Настя Ермакова пришла к ним совсем недавно и пока все свои таланты показывала только в кабинете режиссера театра и его же директора. Ходили слухи, что в театральный институт она поступила по блату и по блату же его окончила. А потом ее не взяли ни в один театр, ничего не увидев в ней как в актрисе. Вот так Настя и оказалась у них. Девочка была молода, глупа, улыбчива и обладала весьма впечатляющим бюстом, что являлось ее несомненным достоинством. А уж сколько было разговоров, пересудов и споров на тему, настоящая у нее грудь или силиконовая! Такие бы страсти да на сцену…

– А еще я хочу выпить за нашу чудо-художницу Аграфену Пичугину! – возопил режиссер. – Не знаю, что бы мы делали без нее! Вспомните наши красивые и стильные декорации, великолепные костюмы, которые она умудряется сшить вручную, чтобы сэкономить наш бюджет. А ведь как профессионально все получается! Из ткани не самой дорогой, а выглядят очень достойно. Груня и ваши морды гримирует, и украсила наше фойе. Ну, просто умница, мастерица на все руки! За ее талант, за ее видение мира, за находчивость и за то, что она не оставляет нас! Ура-а-а!!!

Танечка Ветрова поправила парик и добавила:

– Я еще желаю ей счастья в личной жизни. Это ненормально, когда такая молодая и красивая женщина все время говорит «Нет». Надо бы и «Да» уже сказать. Ты же живой человек или нет?

– Живой, – кивнула Груша, наблюдая за полностью расплывающимся изображением перед глазами. – Ик! Вроде…

– Эх, не знаю, куда мужики смотрят, – вздохнула Татьяна и опрокинула рюмку, как заправский выпивоха.

К тому времени, когда режиссер перечислил всех, не забыв даже уборщицу с билетершей, Груша уже ничего не соображала, хотя делала всего по одному глотку за каждый тост. Коллектив вроде не был большим, но водка делала свое дело.

Затем кто-то завел заунывную песню про погибшего в ущелье казака, так и не вернувшегося к своей девушке. А та все ждала, ждала…

– Слушайте, а повеселее у нас в репертуаре ничего нет? Ну, невозможно слушать! – возмутился кто-то. И тут же народ затянул совсем другую песню: «Ах, какая женщина! Кака-я-я-я! Женщина!!! Вот и мне бы… мне бы такую-ю-ю-ю-ю!!»

Груня, у которой был музыкальный слух, нахмурилась.

– Ужас…

Над ней нависло красное лицо Танечки Ветровой.

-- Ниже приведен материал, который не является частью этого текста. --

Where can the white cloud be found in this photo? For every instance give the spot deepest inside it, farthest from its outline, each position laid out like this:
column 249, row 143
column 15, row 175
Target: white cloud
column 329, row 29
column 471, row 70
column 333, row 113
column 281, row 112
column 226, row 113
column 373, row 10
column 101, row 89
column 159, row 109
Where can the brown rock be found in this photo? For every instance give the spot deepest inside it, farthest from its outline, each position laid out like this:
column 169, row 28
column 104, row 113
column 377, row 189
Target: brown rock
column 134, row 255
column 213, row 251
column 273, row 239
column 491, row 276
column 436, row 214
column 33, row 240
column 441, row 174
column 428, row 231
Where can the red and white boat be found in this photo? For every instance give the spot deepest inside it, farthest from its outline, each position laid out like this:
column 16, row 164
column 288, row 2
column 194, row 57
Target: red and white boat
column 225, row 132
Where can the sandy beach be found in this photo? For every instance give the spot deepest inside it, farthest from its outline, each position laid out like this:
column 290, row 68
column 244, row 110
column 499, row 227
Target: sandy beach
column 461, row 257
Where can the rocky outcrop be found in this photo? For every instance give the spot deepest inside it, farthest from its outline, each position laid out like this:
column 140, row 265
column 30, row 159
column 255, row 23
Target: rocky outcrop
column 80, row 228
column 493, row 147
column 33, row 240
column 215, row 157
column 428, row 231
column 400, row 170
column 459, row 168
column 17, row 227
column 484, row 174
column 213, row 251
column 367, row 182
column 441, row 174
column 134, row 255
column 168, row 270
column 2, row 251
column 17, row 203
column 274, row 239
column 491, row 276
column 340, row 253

– Еще один сезон закончился. Просто кошмар, как время летит. А давно ли начало праздновали?

– Я про то же подумала. И каждый раз об этом думаю. Время летит… – согласилась с ней Аграфена.

– Для меня лето – страшный период, – зашептала ей на ухо Татьяна. – Я не знаю, что мне делать, и совершенно расклеиваюсь. Весьма трагичная ситуация, когда я никому не нужна. Ведь без сцены не могу жить. Вот и затаиваюсь… И снятся мне страшные сны, будто стою я перед дверьми театра, а они все не открываются, и сентябрь не приходит никогда…

– К-к-акая женщина-а-а-а!! Мне б такую-ю-ю! – продолжал кто-то выть, потому что пением такой вопль нельзя было назвать ни при каких условиях.

– То есть уже наступил сентябрь, а театр не открывается, и я просыпаюсь в холодном поту, – продолжала Татьяна с дрожащими руками.

– Успокойся, Таня! Все будет хорошо! Три белых коня…

– Чего?

– Я имею в виду, что три месяца пролетят, как три коня проскачут… Ой, Таня, что я несу, это же про зиму. Голова болит.